We use one of those "box with a crank" type. Got it at Menards, I think. Keeps the hose out of the way, protected, and neatly stored. Works for us...


----------



## gma2rjc (Nov 21, 2008)

We have the 'box with a crank' type also. It's been great so far.


----------



## Sasha2000 (Jul 4, 2008)

so many choices, do you have a LOT of plants in pots that you need to water every day? If so, box will get tiresome and a loop over style of hanging decorative rack with a shorter hose is quicker and easier day after day. If not, then box is great! Some even look like stones, but don't have crank to coil. I have one of those hydro roll up things attached to a freestanding outdoor sink. Got it last year and it's still in the garage. Really got it for the sink, thought it would be great around the barbeque for a quick rinse. 
I am curious to see some comments about the auto hydro roll.


----------



## downunder (Jun 13, 2008)

> I'm thinking mounting a hose reel to the brick wall behind the patio. (mount a wood board first and then the holder to that)


Why not just mount the reel to the brick? Just wondered.

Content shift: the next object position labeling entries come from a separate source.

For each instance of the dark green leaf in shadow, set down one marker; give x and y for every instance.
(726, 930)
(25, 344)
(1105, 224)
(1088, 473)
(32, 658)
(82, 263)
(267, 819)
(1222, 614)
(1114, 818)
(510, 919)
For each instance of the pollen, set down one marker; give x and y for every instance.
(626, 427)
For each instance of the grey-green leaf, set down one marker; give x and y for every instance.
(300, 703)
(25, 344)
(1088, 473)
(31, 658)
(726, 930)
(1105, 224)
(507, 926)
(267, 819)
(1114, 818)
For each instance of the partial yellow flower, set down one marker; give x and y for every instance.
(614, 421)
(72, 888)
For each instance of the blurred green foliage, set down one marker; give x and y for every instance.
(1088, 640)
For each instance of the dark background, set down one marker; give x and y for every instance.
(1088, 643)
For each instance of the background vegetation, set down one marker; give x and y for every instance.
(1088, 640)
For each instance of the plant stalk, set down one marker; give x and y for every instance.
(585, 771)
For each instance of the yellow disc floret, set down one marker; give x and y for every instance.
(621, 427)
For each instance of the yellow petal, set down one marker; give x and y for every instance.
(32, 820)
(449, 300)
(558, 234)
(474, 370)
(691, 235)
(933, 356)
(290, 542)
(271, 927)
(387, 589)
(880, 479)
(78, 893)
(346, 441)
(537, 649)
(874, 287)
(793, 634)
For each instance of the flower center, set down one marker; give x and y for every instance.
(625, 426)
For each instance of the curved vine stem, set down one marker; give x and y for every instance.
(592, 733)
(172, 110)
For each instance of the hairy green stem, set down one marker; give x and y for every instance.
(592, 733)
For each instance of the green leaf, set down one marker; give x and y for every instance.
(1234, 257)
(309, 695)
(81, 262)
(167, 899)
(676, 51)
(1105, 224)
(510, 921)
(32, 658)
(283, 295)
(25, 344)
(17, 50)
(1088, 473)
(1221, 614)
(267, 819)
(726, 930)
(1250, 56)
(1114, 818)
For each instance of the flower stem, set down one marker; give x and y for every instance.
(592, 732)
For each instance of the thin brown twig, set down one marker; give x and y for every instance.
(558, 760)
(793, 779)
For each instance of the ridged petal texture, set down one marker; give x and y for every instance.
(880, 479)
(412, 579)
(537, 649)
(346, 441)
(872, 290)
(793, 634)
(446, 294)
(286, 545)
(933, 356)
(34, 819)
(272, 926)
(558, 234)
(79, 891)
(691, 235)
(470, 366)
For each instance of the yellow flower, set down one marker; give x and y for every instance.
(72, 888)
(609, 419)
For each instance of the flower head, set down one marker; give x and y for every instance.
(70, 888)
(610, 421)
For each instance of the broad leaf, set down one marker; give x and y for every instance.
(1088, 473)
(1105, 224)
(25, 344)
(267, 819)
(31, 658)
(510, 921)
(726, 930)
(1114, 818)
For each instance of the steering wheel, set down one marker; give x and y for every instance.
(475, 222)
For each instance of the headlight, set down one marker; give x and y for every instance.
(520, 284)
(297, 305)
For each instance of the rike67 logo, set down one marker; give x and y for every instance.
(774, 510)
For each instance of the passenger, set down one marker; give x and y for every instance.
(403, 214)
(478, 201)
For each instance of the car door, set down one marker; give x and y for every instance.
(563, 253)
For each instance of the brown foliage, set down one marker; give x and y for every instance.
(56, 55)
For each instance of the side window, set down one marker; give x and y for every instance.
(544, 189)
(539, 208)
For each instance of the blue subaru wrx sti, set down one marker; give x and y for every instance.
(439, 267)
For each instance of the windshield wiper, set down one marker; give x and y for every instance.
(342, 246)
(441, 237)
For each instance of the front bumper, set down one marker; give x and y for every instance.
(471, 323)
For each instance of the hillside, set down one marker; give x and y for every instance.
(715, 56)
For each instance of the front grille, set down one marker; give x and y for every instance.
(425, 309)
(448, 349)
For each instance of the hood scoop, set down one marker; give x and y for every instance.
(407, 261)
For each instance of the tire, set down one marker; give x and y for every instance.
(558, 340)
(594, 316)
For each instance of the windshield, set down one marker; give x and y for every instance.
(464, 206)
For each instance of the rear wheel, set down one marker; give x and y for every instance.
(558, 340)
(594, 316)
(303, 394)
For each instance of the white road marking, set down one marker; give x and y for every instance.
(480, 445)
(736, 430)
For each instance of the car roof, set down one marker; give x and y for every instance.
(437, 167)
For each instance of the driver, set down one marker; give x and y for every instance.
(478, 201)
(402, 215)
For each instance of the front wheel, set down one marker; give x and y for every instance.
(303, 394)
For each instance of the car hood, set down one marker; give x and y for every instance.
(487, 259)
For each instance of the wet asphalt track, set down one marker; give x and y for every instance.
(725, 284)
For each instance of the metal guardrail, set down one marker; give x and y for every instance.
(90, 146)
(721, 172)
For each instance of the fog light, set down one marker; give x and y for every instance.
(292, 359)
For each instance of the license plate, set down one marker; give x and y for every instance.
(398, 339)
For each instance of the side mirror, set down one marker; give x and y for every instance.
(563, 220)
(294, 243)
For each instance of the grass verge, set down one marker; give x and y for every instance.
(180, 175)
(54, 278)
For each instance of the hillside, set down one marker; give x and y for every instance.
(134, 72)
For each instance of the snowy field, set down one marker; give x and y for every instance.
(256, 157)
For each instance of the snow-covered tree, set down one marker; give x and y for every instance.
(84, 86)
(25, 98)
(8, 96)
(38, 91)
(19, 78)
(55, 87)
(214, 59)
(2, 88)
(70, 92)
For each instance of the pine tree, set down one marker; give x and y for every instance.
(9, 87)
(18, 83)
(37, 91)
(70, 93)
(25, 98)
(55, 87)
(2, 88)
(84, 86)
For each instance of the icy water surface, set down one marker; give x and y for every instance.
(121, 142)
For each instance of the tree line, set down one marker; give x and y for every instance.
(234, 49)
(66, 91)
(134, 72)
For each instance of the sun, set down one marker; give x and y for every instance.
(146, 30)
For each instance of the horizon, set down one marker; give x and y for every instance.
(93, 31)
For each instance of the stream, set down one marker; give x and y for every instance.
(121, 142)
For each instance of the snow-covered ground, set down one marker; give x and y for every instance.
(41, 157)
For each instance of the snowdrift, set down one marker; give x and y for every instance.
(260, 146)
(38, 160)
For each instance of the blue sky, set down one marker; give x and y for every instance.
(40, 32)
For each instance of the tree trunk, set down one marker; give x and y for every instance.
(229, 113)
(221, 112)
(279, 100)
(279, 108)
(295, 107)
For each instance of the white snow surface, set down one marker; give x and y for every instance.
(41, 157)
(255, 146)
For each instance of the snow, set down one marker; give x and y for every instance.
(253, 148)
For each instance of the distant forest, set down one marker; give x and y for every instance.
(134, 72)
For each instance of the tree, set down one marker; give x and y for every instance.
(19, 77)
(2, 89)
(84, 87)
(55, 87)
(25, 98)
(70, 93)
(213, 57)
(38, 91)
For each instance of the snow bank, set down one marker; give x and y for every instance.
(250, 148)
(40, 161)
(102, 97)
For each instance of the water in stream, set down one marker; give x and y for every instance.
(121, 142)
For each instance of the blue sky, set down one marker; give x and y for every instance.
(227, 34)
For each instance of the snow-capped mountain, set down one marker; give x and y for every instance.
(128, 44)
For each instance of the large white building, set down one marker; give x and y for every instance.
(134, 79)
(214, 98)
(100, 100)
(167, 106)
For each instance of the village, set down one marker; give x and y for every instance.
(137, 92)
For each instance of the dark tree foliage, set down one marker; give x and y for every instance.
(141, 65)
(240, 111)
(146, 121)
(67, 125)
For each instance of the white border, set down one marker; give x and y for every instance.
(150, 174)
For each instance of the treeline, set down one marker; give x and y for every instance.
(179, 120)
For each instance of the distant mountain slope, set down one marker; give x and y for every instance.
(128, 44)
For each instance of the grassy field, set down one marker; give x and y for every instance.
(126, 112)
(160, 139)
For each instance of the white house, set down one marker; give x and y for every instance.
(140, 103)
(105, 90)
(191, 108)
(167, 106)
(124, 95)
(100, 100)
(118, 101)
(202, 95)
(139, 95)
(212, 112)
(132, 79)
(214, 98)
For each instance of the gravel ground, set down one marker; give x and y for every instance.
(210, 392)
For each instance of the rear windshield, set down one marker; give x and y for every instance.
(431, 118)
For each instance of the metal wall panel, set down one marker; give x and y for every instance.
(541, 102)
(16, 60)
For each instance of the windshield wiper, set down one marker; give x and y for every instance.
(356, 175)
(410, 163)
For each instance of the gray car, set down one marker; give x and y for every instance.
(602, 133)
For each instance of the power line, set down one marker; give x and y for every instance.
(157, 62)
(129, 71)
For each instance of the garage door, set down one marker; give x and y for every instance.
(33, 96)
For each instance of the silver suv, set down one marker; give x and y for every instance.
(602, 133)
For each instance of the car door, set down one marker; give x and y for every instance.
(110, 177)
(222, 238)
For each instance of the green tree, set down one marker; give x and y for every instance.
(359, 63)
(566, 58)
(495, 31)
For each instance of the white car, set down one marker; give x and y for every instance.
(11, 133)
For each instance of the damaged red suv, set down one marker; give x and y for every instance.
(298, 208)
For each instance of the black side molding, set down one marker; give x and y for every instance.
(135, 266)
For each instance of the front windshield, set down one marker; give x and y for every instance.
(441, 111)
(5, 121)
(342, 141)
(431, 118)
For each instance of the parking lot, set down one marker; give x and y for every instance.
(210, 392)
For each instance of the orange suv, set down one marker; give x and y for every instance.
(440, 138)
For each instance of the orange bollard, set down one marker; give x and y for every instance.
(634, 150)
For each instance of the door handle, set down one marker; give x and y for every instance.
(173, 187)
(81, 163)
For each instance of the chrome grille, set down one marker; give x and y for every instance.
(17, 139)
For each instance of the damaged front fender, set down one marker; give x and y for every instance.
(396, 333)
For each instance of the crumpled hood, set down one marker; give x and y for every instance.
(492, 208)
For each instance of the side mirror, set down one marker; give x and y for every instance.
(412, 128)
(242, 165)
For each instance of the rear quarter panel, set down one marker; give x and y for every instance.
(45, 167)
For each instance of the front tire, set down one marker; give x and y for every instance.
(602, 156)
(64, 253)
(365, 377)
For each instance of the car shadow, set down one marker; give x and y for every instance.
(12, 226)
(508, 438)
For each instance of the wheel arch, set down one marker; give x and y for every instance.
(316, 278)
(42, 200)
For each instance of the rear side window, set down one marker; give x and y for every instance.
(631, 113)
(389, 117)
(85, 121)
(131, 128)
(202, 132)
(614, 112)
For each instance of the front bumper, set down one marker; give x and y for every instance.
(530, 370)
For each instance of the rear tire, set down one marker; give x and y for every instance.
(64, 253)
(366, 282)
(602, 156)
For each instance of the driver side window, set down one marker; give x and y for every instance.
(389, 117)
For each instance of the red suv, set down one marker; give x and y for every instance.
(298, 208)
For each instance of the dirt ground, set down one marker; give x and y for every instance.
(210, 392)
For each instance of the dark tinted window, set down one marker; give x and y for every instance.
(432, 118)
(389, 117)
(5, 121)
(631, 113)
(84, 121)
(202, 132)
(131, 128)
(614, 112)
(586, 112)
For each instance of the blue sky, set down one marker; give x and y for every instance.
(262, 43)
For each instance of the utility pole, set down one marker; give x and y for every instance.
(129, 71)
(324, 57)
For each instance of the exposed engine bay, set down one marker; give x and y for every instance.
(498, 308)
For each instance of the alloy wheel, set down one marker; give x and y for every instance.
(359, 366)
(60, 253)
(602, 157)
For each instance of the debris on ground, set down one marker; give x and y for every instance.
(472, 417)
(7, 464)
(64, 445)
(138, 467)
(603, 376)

I have a cart type reel but then I often use 150-200 feet at a time. I use a hose about twenty feet long (instead of the one supplied with the reel). That way I can roll the cart out past the back porch and pull straight out instead of pulling around and against the porch posts.


----------



## Kap (Jun 20, 2008)

I got tired of dragging/rolling hoses. Anything more than 20 ft from a water source gets PVC run to it with a hose bib or quick connect.


----------